Book Review: Stephen King's Joyland

Revisiting his old ways, Stephen King’s newest novel, Joyland has the heart of that disenchanted college youth you once were and the fun you were bound to have in spite of your looming shortcomings.Joyland is a quick read that ticks you slowly up the top of that rickety rollercoaster just to plummet you headfirst into unseen curves and humps. A nostalgic ride through a lost summer, a first love, a mysterious new place and the sweat of a summer job, King haunts you with things you’ve tried to forget and then those things you yearn to remember.

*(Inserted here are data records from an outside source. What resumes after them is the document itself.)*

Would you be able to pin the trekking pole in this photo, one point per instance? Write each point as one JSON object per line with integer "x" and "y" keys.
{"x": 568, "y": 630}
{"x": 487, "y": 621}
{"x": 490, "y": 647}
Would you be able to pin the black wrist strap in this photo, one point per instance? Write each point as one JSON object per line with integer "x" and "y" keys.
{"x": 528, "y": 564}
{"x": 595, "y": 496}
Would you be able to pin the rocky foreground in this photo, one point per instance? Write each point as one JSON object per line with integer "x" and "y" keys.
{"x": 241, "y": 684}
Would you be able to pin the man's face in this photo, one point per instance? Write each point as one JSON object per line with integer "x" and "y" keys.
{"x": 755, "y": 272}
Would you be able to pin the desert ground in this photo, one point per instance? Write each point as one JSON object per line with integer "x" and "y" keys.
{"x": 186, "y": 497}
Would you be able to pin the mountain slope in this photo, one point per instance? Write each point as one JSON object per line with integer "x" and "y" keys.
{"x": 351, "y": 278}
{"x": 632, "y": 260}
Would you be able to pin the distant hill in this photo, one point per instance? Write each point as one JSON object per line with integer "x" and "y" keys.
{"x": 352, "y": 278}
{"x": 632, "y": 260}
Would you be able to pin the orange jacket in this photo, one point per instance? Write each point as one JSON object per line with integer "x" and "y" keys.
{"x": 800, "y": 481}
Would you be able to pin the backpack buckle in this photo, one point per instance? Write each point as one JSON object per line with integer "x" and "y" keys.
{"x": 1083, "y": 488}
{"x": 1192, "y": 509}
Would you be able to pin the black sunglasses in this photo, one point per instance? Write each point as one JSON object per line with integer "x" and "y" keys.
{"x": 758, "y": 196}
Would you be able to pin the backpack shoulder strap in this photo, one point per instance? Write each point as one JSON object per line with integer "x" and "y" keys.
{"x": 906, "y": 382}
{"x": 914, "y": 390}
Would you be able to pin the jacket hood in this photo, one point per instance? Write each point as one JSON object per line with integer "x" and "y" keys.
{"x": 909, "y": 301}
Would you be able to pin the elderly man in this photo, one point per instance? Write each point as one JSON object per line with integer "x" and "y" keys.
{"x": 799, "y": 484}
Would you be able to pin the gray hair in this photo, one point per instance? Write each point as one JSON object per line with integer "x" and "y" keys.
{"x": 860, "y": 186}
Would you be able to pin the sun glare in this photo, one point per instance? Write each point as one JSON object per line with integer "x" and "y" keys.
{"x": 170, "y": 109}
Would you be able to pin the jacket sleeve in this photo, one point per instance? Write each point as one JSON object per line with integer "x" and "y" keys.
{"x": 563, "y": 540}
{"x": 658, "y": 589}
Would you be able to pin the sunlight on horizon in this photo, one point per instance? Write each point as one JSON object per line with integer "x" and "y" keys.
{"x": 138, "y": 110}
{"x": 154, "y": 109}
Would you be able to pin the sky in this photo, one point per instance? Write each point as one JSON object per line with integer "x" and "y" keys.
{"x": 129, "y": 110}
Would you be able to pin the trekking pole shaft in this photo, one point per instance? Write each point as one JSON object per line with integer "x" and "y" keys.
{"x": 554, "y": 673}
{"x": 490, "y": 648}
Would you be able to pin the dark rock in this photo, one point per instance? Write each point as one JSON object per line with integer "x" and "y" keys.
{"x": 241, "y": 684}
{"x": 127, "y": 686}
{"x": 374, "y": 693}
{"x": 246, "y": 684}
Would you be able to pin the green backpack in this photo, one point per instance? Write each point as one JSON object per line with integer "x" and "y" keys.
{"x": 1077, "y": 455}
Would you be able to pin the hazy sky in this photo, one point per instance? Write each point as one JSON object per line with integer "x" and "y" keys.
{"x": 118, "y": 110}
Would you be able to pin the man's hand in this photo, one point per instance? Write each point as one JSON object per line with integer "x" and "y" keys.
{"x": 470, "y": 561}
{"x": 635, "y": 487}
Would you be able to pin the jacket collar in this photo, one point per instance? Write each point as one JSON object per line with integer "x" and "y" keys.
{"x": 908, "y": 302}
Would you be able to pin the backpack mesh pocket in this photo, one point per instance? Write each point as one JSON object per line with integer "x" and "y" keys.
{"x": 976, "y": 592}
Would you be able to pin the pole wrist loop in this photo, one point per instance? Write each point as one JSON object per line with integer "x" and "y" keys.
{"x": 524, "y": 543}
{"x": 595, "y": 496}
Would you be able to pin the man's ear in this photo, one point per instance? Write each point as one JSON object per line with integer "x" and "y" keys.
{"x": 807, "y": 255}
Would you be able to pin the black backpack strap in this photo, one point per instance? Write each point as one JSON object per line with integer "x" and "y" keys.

A northern college kid, looking for work to pay his way through school, happens upon an advertisement for summer help at a small southern amusement park. Needing the money and to feel grown up with his own space, Devin takes the job. His introduction to the park lands him a strange palm reading from the resident fortune teller and a little back story on the unsolved murder that occurred inside the only horror ride, Horror House. The Ghost of Linda Gray, the girl who had her throat slashed in the Horror House years ago, is said to make appearances throughout the ride, though most of the green, summer help believe this is just hype for the customers. Devin and his friends do not work that part of the park but one summer night after a few beers and a long day’s work, his friend’s girl convinces them they have to experience it before their summer is over. The following day off, the three visit Joyland to experience the ride for themselves and are ultimately let down- except for the only one of them who didn’t believe. Devin’s friend saw Linda Gray, standing with her hands out and pleading for help – and Devin knows he’s the only one who can save her.

In the vein of Stand by Me and It,Joyland focuses more on the personal relationships of the characters and paths that those relationships leads them toward. As Devin’s summer begins with his heart broken and a dark cloud looming above him, the friendships he forges at Joyland ultimately lead him to solving a decades old murder mystery, and finding as well as proving some peace. Though not full of the blatant bloodshed often seen in King’s other tales, Joyland is a steady simmer of mystery and secrets with an admirable payoff. Thrills and chills, ghosts and the supernatural are what King is great at and he doesn’t disappoint with Joyland. And there are carnies involved – who isn’t already unnerved when you’re at an amusement park?